Por lo demás es oportuno recordar a propósito de la fenecida inclinación monárquica, que los principales protagonistas de la independencia preferían ese camino, empezando por las cabezas de nuestro ilustre procerato (Belgrano y San Martín) y siguiendo por casi todo el resto (Rivadavia, Carlos María de Alvear, Guemes o el propio Monteagudo). Y en el caso de los dos primeros, siguiendo esta sintonía, no solo no eran federales sino que eran antifederales. Belgrano (que terminó como un orgánico del Directorio reprimiendo el autonomismo del Brigadier López) para evitar las acechanzas de una disgregación territorial, y San Martín (que cabe decir que siempre se resistió a combatir el federalismo extremo de Artigas) por imaginar una gran nación americana encabezada por un Ejecutivo fuerte.

Singular paradoja argentina. Mientras Alberdi cree observar en el federalismo un rasgo identitario de la nación, sus dos grandes próceres lo rechazan por suponer inviable esa receta de horizontalidad constitutiva del poder. Y en esto por lo demás coincidían con Bolívar, solo que mientras San Martín pregonaba una monarquía constitucional, Bolívar alentaba un republicanismo atenuado.

Esos dilemas fueron heredados en la posindependencia, y parece claro que la mayor relevancia de la figura de Rosas consiste en haber encontrado un camino plausible para encauzar aquella descontrolada anomia política. Su entronizamiento es sin dudas producto de los desquicios del unitarismo (tras el asesinato de Dorrego en manos de Lavalle), pero también de los conflictos interiores al federalismo luego de la firma del Tratado del Pilar (que culmina con el enfrentamiento entre López, Ramírez y Artigas). Rosas consolida un poder vertical que de federal tuvo bastante poco (pues se niega a dictar una constitución con ese perfil y a democratizar los recursos de la aduana), pero durante un largo tiempo construye consensos con los principales caudillos del interior.

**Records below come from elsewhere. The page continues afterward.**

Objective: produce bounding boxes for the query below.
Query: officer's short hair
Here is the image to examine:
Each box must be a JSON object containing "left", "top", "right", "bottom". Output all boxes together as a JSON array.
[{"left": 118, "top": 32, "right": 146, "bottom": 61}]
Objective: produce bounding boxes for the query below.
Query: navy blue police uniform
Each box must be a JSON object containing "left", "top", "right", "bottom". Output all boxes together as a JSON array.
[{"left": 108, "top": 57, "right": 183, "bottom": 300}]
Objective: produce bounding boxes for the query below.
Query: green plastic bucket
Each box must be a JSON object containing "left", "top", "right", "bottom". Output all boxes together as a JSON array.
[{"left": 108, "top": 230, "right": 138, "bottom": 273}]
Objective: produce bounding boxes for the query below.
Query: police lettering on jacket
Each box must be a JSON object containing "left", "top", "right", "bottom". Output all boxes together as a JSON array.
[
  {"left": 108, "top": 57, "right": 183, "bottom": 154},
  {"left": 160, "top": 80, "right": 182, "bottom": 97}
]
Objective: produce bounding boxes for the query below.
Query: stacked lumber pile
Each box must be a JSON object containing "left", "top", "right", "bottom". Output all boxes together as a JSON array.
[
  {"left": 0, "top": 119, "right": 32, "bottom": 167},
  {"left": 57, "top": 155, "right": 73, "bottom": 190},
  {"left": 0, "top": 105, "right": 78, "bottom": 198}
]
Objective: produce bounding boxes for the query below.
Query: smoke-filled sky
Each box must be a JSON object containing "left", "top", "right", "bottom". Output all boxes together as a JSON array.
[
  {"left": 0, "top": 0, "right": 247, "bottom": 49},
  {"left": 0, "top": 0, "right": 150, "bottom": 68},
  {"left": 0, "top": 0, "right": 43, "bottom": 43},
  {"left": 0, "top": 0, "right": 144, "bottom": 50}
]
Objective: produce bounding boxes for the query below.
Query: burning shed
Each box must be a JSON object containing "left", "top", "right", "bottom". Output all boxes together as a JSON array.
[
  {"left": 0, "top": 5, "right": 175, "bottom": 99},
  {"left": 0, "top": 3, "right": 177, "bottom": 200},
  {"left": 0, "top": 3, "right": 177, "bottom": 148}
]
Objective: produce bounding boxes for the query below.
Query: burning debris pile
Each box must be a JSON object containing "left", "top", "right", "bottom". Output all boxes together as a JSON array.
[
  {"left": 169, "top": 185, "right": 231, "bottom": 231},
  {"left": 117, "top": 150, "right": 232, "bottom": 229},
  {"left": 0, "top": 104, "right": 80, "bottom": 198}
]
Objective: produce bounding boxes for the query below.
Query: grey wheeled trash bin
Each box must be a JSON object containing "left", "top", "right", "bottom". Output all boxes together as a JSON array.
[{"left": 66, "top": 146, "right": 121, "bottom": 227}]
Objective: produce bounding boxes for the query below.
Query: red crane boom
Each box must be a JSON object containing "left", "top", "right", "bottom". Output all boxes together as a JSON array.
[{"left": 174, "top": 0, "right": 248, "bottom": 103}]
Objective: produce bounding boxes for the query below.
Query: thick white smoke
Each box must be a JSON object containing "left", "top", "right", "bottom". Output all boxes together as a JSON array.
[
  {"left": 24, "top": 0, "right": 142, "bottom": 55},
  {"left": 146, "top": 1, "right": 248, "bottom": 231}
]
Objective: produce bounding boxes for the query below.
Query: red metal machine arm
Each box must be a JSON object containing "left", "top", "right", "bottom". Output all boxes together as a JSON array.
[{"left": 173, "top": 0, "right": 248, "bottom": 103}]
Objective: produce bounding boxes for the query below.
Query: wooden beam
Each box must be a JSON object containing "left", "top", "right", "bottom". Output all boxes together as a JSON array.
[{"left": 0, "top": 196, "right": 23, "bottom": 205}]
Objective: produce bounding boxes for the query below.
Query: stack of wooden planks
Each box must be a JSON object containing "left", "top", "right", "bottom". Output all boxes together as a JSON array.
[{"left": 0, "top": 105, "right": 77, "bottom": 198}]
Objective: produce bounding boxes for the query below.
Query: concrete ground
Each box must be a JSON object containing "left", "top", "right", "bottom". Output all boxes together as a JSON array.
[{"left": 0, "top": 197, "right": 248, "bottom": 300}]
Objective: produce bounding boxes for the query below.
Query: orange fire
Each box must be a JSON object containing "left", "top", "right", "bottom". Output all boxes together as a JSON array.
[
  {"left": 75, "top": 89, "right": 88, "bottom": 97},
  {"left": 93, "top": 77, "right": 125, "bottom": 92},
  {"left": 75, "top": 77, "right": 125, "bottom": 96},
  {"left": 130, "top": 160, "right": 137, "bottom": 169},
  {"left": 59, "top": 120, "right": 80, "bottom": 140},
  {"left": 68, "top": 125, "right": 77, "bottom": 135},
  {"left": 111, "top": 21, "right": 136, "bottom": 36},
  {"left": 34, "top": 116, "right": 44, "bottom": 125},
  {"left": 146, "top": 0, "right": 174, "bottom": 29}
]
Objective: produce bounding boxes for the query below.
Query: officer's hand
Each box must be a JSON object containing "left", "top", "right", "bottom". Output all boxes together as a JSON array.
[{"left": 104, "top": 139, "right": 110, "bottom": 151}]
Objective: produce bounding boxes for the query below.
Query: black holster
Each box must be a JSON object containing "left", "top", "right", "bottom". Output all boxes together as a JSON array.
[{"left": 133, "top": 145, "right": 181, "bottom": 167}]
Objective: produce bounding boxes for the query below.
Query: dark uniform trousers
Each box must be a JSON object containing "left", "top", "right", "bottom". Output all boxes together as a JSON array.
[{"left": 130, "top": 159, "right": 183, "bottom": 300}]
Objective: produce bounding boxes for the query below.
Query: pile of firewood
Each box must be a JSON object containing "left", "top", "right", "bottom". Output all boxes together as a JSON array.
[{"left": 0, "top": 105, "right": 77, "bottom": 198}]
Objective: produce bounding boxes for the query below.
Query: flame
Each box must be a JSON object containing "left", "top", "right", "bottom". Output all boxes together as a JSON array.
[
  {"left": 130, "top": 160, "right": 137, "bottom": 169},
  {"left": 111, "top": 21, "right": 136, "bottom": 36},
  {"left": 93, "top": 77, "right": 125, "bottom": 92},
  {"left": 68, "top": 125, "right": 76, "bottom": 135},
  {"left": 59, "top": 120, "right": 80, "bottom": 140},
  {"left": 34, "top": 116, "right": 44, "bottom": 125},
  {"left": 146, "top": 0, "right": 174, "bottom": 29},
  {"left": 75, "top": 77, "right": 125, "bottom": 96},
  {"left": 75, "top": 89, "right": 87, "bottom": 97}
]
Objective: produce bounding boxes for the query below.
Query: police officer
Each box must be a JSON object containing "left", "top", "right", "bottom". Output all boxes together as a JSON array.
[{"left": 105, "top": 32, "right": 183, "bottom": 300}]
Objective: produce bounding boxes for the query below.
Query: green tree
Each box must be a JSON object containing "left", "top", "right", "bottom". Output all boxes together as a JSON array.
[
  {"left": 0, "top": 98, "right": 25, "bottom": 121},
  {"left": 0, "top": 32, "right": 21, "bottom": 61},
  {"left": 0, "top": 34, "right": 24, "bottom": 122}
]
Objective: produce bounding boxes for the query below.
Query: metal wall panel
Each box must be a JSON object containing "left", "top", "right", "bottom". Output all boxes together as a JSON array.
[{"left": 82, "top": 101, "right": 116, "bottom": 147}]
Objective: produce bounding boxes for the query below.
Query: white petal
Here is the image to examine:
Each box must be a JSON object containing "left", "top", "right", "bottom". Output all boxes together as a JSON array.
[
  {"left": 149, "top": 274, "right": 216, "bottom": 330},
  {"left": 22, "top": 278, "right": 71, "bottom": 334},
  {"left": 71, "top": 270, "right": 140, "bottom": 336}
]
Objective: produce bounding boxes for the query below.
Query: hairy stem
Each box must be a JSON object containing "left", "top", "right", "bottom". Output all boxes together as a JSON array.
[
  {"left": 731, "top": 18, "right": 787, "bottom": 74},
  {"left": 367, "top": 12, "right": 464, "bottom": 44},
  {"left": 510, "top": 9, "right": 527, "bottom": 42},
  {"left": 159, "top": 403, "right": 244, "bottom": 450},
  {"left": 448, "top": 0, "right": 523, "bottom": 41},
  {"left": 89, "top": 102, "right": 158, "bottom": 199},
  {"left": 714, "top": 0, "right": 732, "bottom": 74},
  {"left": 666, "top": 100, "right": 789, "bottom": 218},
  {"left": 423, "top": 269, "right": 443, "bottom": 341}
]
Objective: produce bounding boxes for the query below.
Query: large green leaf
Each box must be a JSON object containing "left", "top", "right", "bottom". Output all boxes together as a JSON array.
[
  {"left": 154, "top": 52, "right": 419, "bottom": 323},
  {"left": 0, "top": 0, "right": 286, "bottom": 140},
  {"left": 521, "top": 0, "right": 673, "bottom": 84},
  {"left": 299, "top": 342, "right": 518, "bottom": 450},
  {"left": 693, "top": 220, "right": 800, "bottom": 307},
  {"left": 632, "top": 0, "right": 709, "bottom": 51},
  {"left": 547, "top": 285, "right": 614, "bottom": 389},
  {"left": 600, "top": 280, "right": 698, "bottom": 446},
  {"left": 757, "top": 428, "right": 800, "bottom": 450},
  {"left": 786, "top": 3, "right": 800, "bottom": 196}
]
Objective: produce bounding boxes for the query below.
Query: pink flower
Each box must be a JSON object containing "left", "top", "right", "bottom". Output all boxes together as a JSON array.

Y mirando ya el siglo XX, la relación de los grandes líderes populares con el federalismo es bastante sinuosa. Es cierto que la Unión Cívica Radical surge a fines del siglo XIX tomando la bandera del federalismo, solo que es un federalismo defensivo de la provincia de Buenos Aires contra los avances centralizadores de Julio Argentino Roca. Yrigoyen intervino constantemente provincias, pues lo consideraba un recurso adecuado para vencer los resabios del régimen conservador.

En el caso de Perón, hubo una impronta federal que lo llevó a convertir nueve territorios nacionales en provincias, pero la Constitución del 49 mantuvo los recursos naturales estratégicos en poder de la nación, los planes quinquenales mantenían idéntico espíritu y jamás se le hubiera ocurrido por ejemplo descentralizar el sistema educativo.

 

Entre referentes de ciertas fuerzas políticas ha tomado potencia en estos días una ampulosa arenga federalista, partiendo del antecedente histórico de que las provincias preexisten a la nación. La preexisten, claro, pero solo hasta el momento en que se establece efectivamente una nación, que se torna desde allí el exclusivo articulador de todas las identidades regionales. Consignas como “yo defiendo primero los intereses de mi provincia” o “ponemos recursos que luego no nos vuelven”, son argumentos tácticamente entendibles pero ideológicamente incorrectos. El problema hoy de la Argentina no es la falta de federalismo, sino la ausencia de un proyecto integrador de nación sostenido en los pilares de la profundización democrática, la soberanía económica y la justicia social.